Liborio vuelve a la tierra de los vivos después de encontrarse con su madre, ¿es el cabo suelto que dejó para continuar en algún momento con la historia?

Sí, pensaba hacerlo. Ahora ya no estoy tan seguro de eso.

¿Le gusta la interpretación que se ha hecho de su novela en el teatro? ¿Le gustaría verla en una serie de televisión o en historietas?

Sí, me encanta el trabajo de Yuyachkani y particularmente la interpretación de Ana Correa.
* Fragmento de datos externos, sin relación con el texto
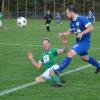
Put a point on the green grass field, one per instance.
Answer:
(16, 69)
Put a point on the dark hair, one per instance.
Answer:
(72, 8)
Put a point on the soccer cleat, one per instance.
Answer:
(56, 72)
(97, 70)
(62, 80)
(58, 85)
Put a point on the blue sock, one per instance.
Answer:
(64, 64)
(93, 62)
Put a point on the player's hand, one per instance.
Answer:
(80, 35)
(30, 56)
(61, 35)
(65, 41)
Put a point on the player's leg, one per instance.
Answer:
(85, 57)
(77, 49)
(55, 78)
(48, 26)
(2, 26)
(67, 60)
(50, 75)
(40, 79)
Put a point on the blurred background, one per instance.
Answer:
(38, 8)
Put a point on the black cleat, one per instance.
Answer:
(97, 71)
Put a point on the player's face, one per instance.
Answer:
(68, 14)
(46, 45)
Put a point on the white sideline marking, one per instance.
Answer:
(34, 45)
(27, 45)
(33, 83)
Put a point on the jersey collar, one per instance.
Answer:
(75, 18)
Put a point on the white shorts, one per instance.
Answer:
(0, 23)
(46, 74)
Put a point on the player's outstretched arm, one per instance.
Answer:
(64, 48)
(61, 35)
(34, 62)
(89, 28)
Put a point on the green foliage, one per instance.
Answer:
(16, 69)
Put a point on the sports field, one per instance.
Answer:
(16, 70)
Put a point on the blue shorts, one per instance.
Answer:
(81, 48)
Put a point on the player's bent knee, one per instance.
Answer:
(71, 53)
(39, 79)
(51, 73)
(85, 58)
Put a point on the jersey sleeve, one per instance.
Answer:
(85, 21)
(56, 51)
(40, 59)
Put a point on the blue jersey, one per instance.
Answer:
(90, 17)
(79, 25)
(58, 17)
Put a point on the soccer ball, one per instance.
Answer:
(21, 22)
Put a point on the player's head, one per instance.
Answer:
(48, 12)
(46, 44)
(71, 11)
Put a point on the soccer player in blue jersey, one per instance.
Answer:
(81, 27)
(91, 16)
(58, 18)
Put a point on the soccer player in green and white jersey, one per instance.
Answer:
(1, 24)
(49, 60)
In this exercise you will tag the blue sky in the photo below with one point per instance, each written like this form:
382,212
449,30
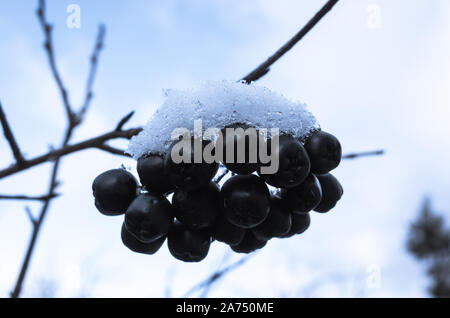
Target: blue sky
384,87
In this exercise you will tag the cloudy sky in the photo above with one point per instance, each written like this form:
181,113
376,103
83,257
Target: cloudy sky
375,73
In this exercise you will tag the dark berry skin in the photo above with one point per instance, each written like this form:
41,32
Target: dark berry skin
137,246
114,190
304,197
300,223
233,140
277,223
188,245
294,164
324,151
224,231
149,217
245,200
197,209
189,176
151,174
332,192
248,244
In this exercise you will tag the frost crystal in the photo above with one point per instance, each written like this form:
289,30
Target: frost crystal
220,104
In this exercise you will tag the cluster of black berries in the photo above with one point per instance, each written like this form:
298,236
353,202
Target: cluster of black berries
243,213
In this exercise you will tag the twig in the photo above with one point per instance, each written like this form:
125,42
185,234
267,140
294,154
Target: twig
356,155
28,198
95,142
10,137
30,216
216,276
124,120
113,150
264,68
73,121
93,70
48,44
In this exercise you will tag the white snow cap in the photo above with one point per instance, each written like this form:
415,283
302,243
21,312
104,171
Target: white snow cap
220,104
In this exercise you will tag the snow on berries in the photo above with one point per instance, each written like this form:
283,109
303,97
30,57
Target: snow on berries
264,139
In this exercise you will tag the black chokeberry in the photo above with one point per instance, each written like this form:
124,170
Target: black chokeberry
243,141
130,241
248,244
189,175
332,192
300,223
197,209
245,200
294,164
149,217
188,245
277,223
324,151
151,174
224,231
113,191
304,197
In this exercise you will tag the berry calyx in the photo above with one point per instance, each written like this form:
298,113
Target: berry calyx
245,159
224,231
332,192
152,176
245,200
130,241
304,197
149,217
188,245
197,209
294,164
300,223
113,191
277,223
325,152
248,244
189,175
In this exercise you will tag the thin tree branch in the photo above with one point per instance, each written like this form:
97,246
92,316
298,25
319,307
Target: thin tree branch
93,70
113,150
356,155
96,142
48,44
264,68
73,121
10,137
27,197
30,216
124,120
216,276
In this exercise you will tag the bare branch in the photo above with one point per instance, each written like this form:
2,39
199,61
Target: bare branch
48,44
28,198
264,68
356,155
30,216
73,121
124,120
95,142
10,137
113,150
216,276
93,69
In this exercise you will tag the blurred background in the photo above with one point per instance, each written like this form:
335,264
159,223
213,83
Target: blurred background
375,73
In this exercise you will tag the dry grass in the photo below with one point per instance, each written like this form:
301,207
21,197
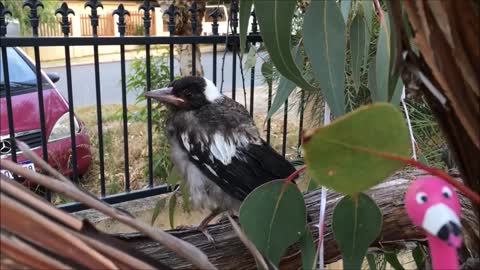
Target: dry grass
137,142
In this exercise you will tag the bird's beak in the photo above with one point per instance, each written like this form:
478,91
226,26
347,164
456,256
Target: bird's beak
442,222
165,95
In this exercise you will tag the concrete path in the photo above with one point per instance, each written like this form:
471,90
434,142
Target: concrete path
84,79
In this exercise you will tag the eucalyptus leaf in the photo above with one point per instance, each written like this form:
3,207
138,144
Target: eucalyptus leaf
275,20
382,62
344,154
392,259
185,198
418,255
312,184
273,216
285,86
172,203
308,250
244,17
267,72
159,205
367,7
250,61
357,47
356,223
325,45
173,177
372,264
372,82
397,94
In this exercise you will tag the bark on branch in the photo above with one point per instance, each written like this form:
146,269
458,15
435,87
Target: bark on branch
229,253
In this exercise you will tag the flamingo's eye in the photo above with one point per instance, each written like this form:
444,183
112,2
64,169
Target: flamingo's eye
421,197
446,192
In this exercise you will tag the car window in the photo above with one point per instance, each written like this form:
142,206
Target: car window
18,69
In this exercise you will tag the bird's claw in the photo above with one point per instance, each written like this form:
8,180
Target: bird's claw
202,229
207,235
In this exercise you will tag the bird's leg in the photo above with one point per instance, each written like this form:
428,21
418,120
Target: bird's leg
203,227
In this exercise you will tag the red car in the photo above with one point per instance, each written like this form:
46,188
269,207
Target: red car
27,122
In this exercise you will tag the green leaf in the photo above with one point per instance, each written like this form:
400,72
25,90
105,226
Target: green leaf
345,6
367,7
397,94
357,46
273,217
185,197
372,264
173,177
418,255
341,155
285,86
275,20
244,17
372,82
356,222
325,45
388,86
392,259
267,72
250,61
172,203
308,250
159,205
312,184
383,61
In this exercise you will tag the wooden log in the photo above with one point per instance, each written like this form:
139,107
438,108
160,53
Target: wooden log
229,253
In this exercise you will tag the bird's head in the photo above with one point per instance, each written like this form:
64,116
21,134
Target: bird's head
432,204
187,93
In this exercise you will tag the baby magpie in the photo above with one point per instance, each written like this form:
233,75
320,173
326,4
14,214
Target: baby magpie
216,147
Igualmente me encantaría verla en TV. Aunque en historieta ya lo ha hecho parcialmente Gladys Flores para la Editorial San Marcos. Y ha quedado muy bien.

P.D. Días después de que me enviara sus respuestas, Don Óscar me invitó a la presentación del libro de su hija Patricia, La danza del narciso, allí pudimos conversar unos cuantos minutos. Es el complemento ideal para este post. (Como siempre, la edición es de mi buen amigo Carlos García de Número Zero)

Versión de Rosa Cuchillo de la editorial San Marcos.